- The Washington Times - Thursday, May 23, 2002

The Europeans aren't the allies they used to be, or are they? President Bush speaks in Berlin today to outline his vision for a new American-European alliance against terrorism. But the question on everyone's mind will be whether the American-European relationship can even survive the storm that started with Mr. Bush's refusal to enforce the Kyoto treaty and has been gaining in strength as Europeans grumble over being sidelined in America's war against terrorism. Mr. Bush must answer the question whether the relationship is still worth nurturing with a resounding "yes."

To this end, he must address trans-Atlantic differences, including military spending, threat perceptions, alliance decision-making and future threats. Little has been learned since September 11, however. Germany, for instance, cut its 2002 defense budget by 600 million deutschmarks after the attacks. Mr. Bush must stress that if Europe and the United States are to work together within NATO, European nations must have the military capabilities to be viable allies.

Increased military expenditures alone will not solve the capabilities gap. There must also be the willingness to use military power. Although the European allies invoked NATO Article Five following September 11, much of Europe was horrified when the United States finally decided to attack Afghanistan. While Europe waited for evidence that Osama bin Laden was behind the terror attacks, Mr. Bush knew that America had to act against terrorism globally to prevent future attacks on the American homeland.
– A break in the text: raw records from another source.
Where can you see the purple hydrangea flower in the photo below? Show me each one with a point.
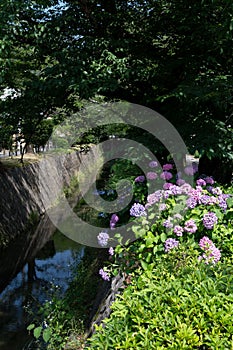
(205, 243)
(104, 275)
(186, 188)
(170, 243)
(162, 207)
(222, 201)
(191, 202)
(178, 230)
(111, 251)
(209, 180)
(190, 226)
(167, 185)
(204, 199)
(178, 216)
(212, 254)
(201, 182)
(151, 175)
(103, 238)
(180, 182)
(189, 170)
(167, 166)
(140, 178)
(166, 175)
(138, 210)
(175, 190)
(153, 164)
(217, 191)
(114, 219)
(167, 223)
(209, 220)
(154, 198)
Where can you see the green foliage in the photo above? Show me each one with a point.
(174, 303)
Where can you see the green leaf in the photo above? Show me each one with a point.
(163, 237)
(47, 334)
(30, 327)
(144, 265)
(37, 332)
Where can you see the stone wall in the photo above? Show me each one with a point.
(31, 189)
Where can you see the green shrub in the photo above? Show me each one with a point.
(176, 303)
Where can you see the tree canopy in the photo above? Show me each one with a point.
(175, 57)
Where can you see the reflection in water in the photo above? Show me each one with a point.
(45, 274)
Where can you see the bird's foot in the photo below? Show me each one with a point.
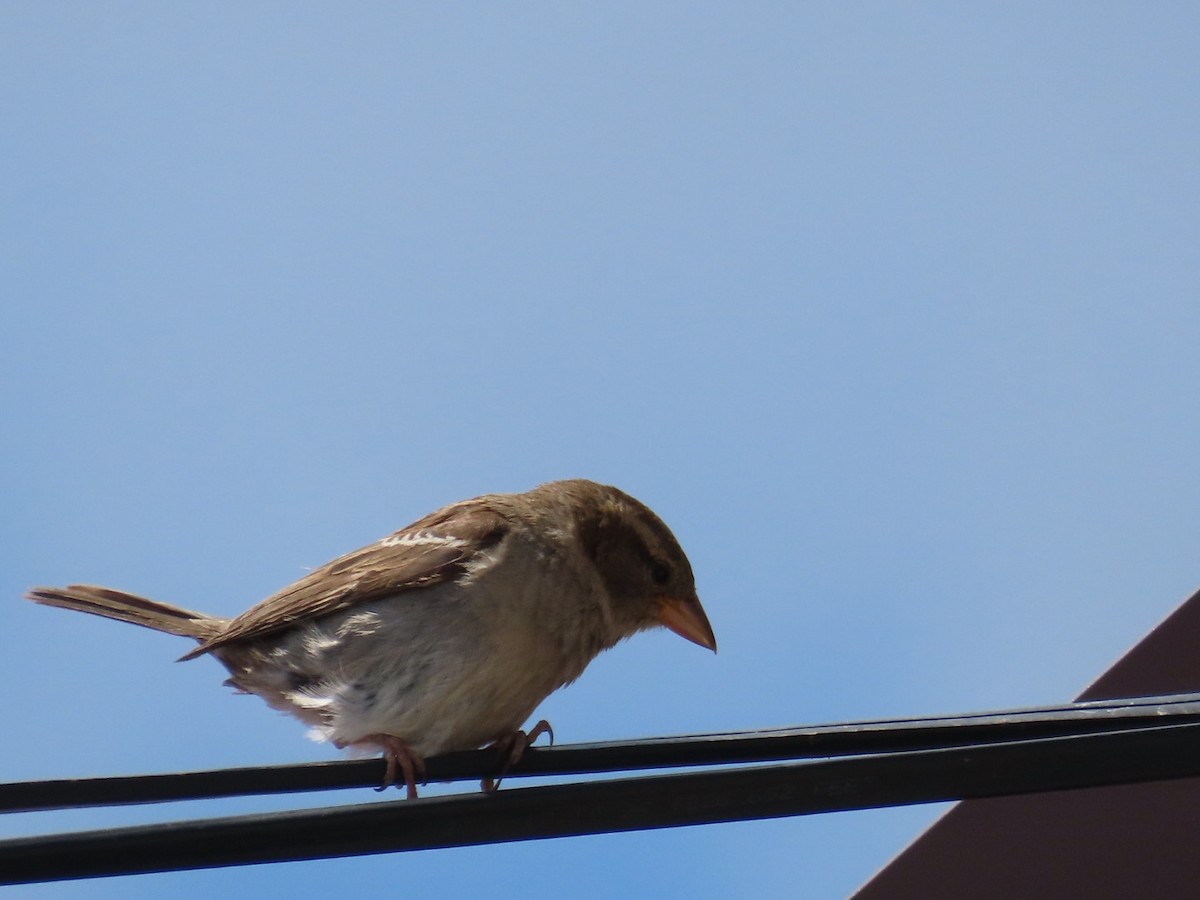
(401, 760)
(511, 748)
Because of this European reluctance, Mr. Bush evaded the issue of the help that Europeans did offer. As a consequence, the United States is 50,000 troops short of what it needs, said Gary Schmitt, executive director of the Project for the New American Century. The United States has, instead, treated NATO as a toolbox from which to pick particular European allies for its mission of the moment. "I personally will resist people taking individual tools from that box," NATO Secretary-General Lord Robertson said in an interview with the New York Times over the weekend.

Europe will need assurance that NATO is still an alliance Mr. Bush believes in. In fact, he will have a whole plateful of issues to address. With President Jacques Chirac in France, he must discuss the threat that nationalism poses to democracy. With Russian President Vladimir Putin, he must stress that Russia's global responsibilities do not end with the signing of an arms-control agreement. Despite the invitation for Russia to become a virtual NATO member, Mr. Bush must make it clear that Russia has no power to block the decisions of actual NATO members.

And in his speech today to the German Bundestag, Mr. Bush must begin to tear down the wall of misunderstanding that has slowly been built between the United States and Europe. September 11 should have taught us all that drifting apart is not an option.